La Commissione europea non sarà l’unico investitore, ma parteciperà insieme a un gruppo di investitori istituzionali e privati europei. Tra i fondatori figurano Novo Holdings, EIFO, CriteriaCaixa, Santander/Mouro Capital, Fondazione Compagnia di San Paolo insieme a Intesa Sanpaolo e Fondazione Cariplo, APG per conto del fondo pensione olandese ABP, Wallenberg Investments e Allianz. La gestione degli investimenti è stata affidata a EQT, selezionata attraverso una procedura competitiva e chiamata a operare come gestore indipendente secondo criteri commerciali e di mercato. La Commissione sarà un investitore del fondo, ma non prenderà le singole decisioni di investimento. L’obiettivo è combinare l’intervento pubblico con la disciplina e la velocità proprie del capitale privato, evitando che uno strumento nato per rafforzare la competitività europea si trasformi in un meccanismo di allocazione politica delle risorse.

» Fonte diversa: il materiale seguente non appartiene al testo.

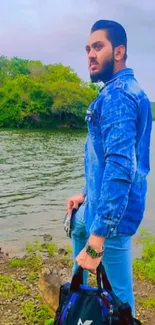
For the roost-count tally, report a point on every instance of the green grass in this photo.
(36, 246)
(9, 287)
(144, 268)
(148, 303)
(36, 315)
(51, 248)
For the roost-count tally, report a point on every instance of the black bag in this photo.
(83, 305)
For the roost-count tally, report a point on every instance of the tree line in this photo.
(33, 94)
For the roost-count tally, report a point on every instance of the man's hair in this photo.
(116, 33)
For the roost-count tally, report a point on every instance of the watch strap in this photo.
(93, 252)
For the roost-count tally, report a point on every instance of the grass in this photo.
(9, 287)
(148, 303)
(144, 268)
(36, 315)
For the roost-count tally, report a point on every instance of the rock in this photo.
(49, 284)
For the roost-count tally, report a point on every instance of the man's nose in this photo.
(92, 54)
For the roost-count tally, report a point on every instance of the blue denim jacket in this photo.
(117, 157)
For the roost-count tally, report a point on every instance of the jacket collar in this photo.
(117, 75)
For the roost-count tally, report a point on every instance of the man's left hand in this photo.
(87, 262)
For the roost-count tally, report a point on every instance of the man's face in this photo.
(100, 57)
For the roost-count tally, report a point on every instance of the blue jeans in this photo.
(117, 258)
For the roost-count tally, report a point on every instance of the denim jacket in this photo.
(117, 157)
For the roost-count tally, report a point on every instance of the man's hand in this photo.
(86, 261)
(73, 202)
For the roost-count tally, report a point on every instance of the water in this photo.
(38, 171)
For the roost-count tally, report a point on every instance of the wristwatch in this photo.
(93, 252)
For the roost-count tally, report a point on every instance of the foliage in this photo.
(36, 95)
(51, 248)
(148, 303)
(9, 287)
(34, 314)
(144, 268)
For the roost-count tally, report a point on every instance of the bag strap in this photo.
(102, 280)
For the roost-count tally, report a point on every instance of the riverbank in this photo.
(26, 299)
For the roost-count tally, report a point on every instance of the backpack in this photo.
(84, 305)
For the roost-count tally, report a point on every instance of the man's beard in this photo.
(105, 74)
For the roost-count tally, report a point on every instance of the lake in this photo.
(39, 170)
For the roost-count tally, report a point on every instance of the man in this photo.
(116, 163)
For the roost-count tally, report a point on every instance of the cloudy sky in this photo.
(56, 31)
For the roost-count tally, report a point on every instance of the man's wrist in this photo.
(96, 242)
(92, 252)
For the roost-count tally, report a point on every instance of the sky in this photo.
(57, 30)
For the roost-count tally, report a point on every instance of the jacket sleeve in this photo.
(118, 129)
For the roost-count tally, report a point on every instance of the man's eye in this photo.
(98, 47)
(87, 50)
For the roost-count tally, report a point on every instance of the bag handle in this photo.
(102, 280)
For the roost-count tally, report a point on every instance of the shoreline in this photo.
(29, 299)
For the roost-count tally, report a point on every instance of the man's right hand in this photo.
(73, 203)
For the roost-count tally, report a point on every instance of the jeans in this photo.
(117, 258)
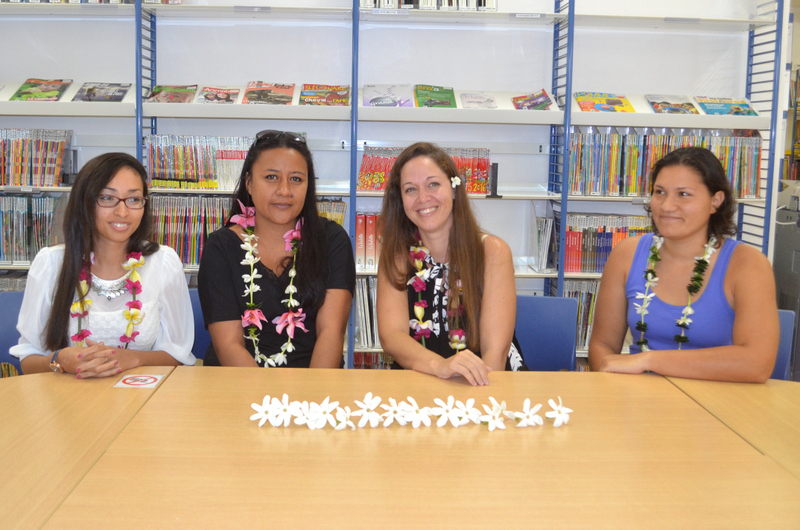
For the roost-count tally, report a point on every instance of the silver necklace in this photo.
(110, 288)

Il secondo elemento importante è la volontà di mantenere in Europa il valore prodotto dall’innovazione

Il problema, infatti, non riguarda soltanto la disponibilità di capitale. Se una startup europea deve trasferire il proprio centro decisionale, la proprietà o parte significativa delle attività fuori dall’Unione per ottenere il finanziamento necessario alla crescita, l’Europa rischia di perdere una parte del valore economico generato dalla propria ricerca e dai propri talenti. La Commissione indica esplicitamente fra gli obiettivi del fondo la riduzione di rischi quali il trasferimento delle imprese, il controllo straniero di asset strategici e la perdita di talenti. In questo senso lo Scaleup Europe Fund rappresenta qualcosa di più di un nuovo fondo di venture capital. È uno strumento di politica industriale e di competitività. L’Europa sta cercando di costruire un mercato dei capitali capace di accompagnare le imprese tecnologiche fino alle dimensioni necessarie per competere globalmente, senza dover necessariamente passare attraverso un investitore extraeuropeo.

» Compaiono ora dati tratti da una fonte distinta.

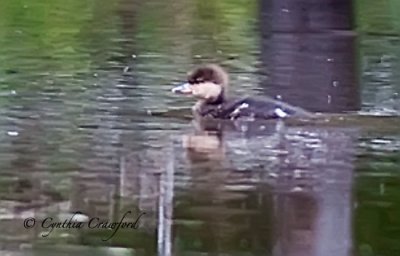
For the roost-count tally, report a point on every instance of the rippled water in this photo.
(88, 124)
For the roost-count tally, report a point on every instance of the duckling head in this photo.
(207, 83)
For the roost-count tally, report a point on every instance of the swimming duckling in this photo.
(209, 84)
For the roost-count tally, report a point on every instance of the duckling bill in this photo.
(209, 85)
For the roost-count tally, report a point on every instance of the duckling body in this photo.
(249, 108)
(209, 85)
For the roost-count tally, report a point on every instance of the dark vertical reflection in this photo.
(308, 53)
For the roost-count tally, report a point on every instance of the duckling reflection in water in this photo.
(209, 84)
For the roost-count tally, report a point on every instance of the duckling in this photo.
(209, 85)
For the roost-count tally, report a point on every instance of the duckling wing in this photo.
(261, 108)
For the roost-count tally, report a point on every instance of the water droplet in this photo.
(13, 133)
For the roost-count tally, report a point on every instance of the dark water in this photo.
(79, 78)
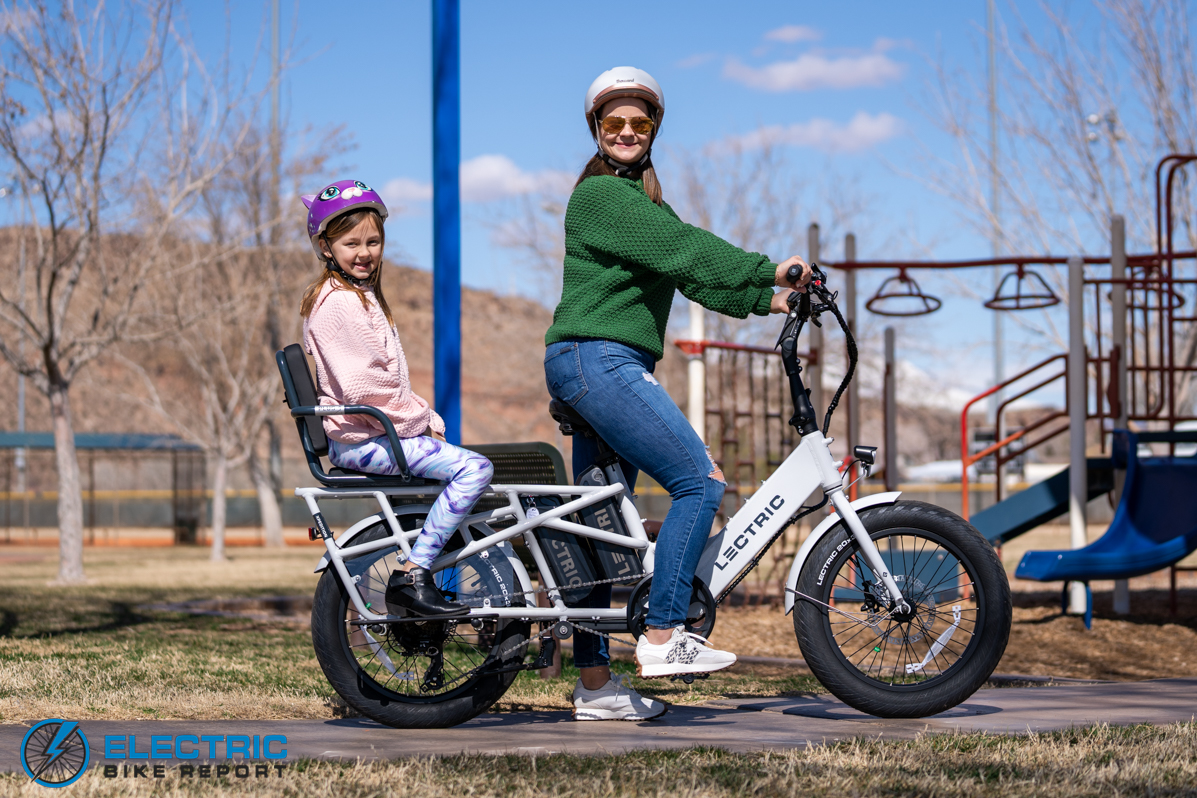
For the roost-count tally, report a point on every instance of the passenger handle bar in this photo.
(362, 409)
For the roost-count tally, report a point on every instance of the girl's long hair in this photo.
(596, 165)
(336, 229)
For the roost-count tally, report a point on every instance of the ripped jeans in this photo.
(612, 385)
(467, 473)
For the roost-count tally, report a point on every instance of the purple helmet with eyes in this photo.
(336, 199)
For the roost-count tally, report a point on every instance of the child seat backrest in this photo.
(301, 391)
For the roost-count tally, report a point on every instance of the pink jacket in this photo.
(359, 361)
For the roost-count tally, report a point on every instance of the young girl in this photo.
(351, 334)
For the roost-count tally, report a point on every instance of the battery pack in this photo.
(566, 554)
(613, 561)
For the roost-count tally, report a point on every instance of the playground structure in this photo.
(1128, 317)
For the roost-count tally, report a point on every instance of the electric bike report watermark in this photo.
(55, 753)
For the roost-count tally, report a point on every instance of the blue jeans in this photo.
(612, 387)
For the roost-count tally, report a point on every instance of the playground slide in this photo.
(1154, 525)
(1039, 504)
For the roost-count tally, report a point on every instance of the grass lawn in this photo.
(1098, 761)
(97, 652)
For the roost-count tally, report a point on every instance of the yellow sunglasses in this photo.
(639, 125)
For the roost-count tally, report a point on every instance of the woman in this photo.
(626, 251)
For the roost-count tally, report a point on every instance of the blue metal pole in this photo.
(447, 214)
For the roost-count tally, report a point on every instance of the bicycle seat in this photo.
(569, 420)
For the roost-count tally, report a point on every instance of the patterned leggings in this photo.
(467, 473)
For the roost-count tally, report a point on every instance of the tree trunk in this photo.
(70, 492)
(267, 504)
(219, 505)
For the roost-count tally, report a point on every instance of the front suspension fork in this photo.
(868, 548)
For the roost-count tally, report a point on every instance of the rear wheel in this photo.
(904, 664)
(418, 675)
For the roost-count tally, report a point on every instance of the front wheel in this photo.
(904, 664)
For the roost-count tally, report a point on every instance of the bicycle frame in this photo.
(728, 554)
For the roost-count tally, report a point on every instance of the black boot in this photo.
(417, 591)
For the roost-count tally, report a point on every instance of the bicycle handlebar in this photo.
(802, 310)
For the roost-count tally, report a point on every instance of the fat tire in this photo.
(345, 674)
(990, 635)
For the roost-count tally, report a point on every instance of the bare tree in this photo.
(1089, 102)
(99, 146)
(213, 383)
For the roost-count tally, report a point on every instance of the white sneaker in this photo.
(614, 701)
(684, 653)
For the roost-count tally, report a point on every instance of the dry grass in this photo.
(1123, 761)
(95, 652)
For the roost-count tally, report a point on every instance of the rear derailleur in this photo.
(688, 677)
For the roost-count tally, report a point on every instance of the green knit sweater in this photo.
(624, 257)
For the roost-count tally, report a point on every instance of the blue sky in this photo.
(837, 84)
(834, 80)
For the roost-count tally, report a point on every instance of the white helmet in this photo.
(624, 81)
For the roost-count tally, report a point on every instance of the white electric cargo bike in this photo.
(901, 609)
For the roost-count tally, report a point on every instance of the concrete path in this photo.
(739, 725)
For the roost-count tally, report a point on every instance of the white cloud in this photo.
(791, 34)
(812, 71)
(696, 60)
(405, 189)
(493, 177)
(482, 178)
(863, 131)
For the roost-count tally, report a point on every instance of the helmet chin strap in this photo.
(625, 170)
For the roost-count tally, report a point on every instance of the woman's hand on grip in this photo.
(782, 278)
(779, 303)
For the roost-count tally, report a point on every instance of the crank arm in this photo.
(875, 626)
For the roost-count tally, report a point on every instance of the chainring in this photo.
(699, 617)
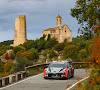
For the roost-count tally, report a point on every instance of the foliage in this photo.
(6, 56)
(19, 48)
(22, 63)
(89, 11)
(50, 52)
(1, 66)
(33, 54)
(9, 67)
(51, 43)
(70, 50)
(3, 49)
(11, 55)
(6, 43)
(83, 53)
(59, 47)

Per l’Italia il tema è particolarmente rilevante

Il Paese possiede un sistema articolato di università, ricerca, competenze industriali e startup innovative, ma continua a mostrare una certa difficoltà nel trasformare le eccellenze tecnologiche in imprese di scala internazionale. L’accesso a capitali growth più consistenti può quindi rappresentare un’opportunità per quelle aziende italiane che hanno già superato la fase iniziale e sono pronte ad affrontare una crescita internazionale. Il vantaggio, tuttavia, non sarà automatico. Per intercettare efficacemente questa nuova disponibilità di capitale servirà un ecosistema capace di collegare ricerca, proprietà intellettuale, università, investitori, imprese industriali e competenze manageriali. Una scaleup non cresce soltanto perché riceve finanziamenti: ha bisogno di governance, mercati, talenti, infrastrutture tecnologiche e capacità di trasformare rapidamente il capitale in sviluppo industriale. È proprio questo il passaggio che l’Europa deve riuscire a compiere. La strategia per startup e scaleup non punta infatti soltanto a creare nuove imprese, ma a costruire le condizioni perché quelle imprese possano diventare grandi. Lo Scaleup Europe Fund rappresenta uno degli strumenti attraverso cui questa strategia entra concretamente nel mercato.

La dimensione finanziaria è significativa, ma ancora più significativo è il messaggio economico

Con un obiettivo di 5 miliardi, di cui 1 miliardo di impegno della Commissione, Bruxelles sta cercando di mobilitare capitale pubblico e privato attorno a una domanda precisa: come fare in modo che le migliori imprese tecnologiche europee possano crescere in Europa invece di essere costrette a cercare altrove il capitale necessario per diventare globali? La risposta non dipenderà soltanto dal successo del fondo. Dipenderà dalla capacità degli Stati membri di costruire ecosistemi nazionali e territoriali in grado di alimentarlo con imprese competitive. Per l’Italia, dunque, la sfida non sarà semplicemente accedere ai 5 miliardi europei, ma arrivare a quel capitale con un numero crescente di imprese capaci di dimostrare tecnologia, mercato, governance e possibilità concreta di scalare.

La partita europea delle scaleup comincia quindi adesso

E il vero risultato non sarà misurato soltanto dagli investimenti effettuati dal fondo, ma dal numero di imprese che riusciranno a diventare leader internazionali senza dover lasciare l’Europa per poter crescere.